I had the pleasure to experience Niclas Nilsson’s passion for Ruby last week in Switzerland. Niclas presented Ruby on Rails at the Expo-C conference and facilitated the Ruby on Rails: A Kickstart at OOPSLA. He convinced me to give Ruby and Ruby on Rails in particular another try, so I did. This weekend I installed Jon Lam’s excellent RubyCLR, a high performance bridge between Ruby and .NET. Jon Lam recently joined the CLR team at Microsoft “to help bring the love of dynamic languages out to the statically typed heathens”.

I started out by downloading and installing the latest Ruby on Rails bits (1.8.5) on a fresh virtual machine. I then downloaded and compiled the RubyCLR runtime which took some manual tweaking of the dependant libraries and link paths, since the RubyCLR is targeting the 1.8.2 version. All went fine and I was able to run the samples included with the RubyCLR. This is the hard way! My advice is in order to get started with RubyCLR to download the Ruby One-Click Installer and RubyCLR Gem. Then just follow the steps as described in Andrei’s RubyCLR installation guide.

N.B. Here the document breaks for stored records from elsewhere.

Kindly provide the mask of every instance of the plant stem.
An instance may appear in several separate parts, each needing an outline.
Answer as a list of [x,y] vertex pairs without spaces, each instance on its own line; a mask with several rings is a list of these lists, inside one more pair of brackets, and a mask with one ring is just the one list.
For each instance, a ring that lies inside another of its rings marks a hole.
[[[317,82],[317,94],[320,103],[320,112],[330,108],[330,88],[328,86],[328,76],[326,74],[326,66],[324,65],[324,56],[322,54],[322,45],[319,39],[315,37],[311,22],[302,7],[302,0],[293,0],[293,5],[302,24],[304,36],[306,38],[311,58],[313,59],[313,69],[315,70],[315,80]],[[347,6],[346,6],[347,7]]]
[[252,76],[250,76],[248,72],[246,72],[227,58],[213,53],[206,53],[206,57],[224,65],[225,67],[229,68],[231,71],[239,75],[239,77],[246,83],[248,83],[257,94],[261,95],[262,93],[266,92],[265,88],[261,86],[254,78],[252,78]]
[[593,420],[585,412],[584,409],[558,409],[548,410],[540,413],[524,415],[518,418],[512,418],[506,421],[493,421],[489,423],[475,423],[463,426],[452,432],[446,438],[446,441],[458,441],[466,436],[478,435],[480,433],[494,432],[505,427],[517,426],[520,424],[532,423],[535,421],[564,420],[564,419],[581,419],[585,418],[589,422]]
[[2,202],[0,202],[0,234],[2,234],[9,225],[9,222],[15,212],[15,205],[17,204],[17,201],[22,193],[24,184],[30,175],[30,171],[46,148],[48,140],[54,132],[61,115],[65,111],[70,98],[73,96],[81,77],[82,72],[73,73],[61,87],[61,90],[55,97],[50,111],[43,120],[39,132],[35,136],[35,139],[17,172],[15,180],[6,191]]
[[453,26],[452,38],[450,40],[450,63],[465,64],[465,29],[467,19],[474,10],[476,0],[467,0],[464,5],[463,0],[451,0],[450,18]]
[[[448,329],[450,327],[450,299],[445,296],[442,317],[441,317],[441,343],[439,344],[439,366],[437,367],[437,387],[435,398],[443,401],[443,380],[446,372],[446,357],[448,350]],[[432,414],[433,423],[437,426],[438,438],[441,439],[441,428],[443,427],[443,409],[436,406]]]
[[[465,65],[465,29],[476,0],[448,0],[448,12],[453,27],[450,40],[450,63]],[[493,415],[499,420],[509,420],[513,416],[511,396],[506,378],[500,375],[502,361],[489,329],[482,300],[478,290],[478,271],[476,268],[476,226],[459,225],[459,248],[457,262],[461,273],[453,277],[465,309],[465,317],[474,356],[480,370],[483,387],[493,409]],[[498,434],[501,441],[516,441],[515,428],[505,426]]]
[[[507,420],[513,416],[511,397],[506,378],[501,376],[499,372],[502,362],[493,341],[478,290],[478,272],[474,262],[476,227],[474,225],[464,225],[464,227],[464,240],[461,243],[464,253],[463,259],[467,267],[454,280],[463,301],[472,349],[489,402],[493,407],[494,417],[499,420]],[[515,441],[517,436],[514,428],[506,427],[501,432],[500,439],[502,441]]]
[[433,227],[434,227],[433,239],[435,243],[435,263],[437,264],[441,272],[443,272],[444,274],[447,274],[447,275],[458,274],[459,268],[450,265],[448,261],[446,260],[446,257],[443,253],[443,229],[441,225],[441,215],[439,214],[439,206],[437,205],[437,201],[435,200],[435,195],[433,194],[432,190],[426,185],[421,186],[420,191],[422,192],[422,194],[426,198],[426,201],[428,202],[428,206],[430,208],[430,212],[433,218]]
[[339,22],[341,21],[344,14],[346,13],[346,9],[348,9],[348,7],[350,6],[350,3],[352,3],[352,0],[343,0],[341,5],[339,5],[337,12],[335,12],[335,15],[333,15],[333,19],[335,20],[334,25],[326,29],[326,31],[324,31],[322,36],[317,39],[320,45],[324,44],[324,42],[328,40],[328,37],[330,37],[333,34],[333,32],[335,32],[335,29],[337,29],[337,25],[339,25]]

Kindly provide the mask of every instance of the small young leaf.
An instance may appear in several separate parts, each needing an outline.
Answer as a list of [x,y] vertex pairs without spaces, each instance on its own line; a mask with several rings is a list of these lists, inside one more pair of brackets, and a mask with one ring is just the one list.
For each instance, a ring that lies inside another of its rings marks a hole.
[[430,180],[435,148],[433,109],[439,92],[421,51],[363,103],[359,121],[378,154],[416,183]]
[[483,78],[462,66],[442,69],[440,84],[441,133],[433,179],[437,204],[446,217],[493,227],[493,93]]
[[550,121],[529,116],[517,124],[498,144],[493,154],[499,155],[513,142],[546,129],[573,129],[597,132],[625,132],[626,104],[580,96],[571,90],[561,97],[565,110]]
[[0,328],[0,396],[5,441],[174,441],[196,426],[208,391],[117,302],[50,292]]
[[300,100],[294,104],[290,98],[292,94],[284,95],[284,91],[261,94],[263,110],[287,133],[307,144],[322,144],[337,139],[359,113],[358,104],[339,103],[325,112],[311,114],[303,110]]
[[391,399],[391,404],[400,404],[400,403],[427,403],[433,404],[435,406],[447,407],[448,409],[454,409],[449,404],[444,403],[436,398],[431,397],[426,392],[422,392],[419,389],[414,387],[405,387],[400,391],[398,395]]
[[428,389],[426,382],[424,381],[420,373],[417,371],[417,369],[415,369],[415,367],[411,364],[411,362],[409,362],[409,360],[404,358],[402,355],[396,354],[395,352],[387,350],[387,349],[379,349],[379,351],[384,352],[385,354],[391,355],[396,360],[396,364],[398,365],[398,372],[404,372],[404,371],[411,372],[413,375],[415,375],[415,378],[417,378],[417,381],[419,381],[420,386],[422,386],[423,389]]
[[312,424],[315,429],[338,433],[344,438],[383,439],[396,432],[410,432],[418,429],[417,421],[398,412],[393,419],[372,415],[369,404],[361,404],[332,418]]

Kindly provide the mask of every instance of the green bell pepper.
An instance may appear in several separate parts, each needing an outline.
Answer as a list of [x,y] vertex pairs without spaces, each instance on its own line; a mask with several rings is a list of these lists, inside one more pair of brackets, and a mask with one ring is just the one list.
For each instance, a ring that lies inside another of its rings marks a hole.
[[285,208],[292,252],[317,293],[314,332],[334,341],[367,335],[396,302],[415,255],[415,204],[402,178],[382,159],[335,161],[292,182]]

A great guide to programming Ruby is “Programming Ruby, The Pragmatic Programmer’s Guide” of which the first edition is available online for free here. The updated second edition of this book, covering Ruby 1.8 and including descriptions of all the new libraries, is available here.

The influence of dynamic languages to our enterprise platforms is going to be big. Microsoft’s hire of Jon Lam follows Sun’s hire of JRuby developers Charles Nutter and Thomas Enebo to develop an implementation of Ruby on the Java Virtual Machine. Not to mention that Microsoft hired Jim Hugunin in August 2004 to join the CLR team who delivered IronPython for .NET.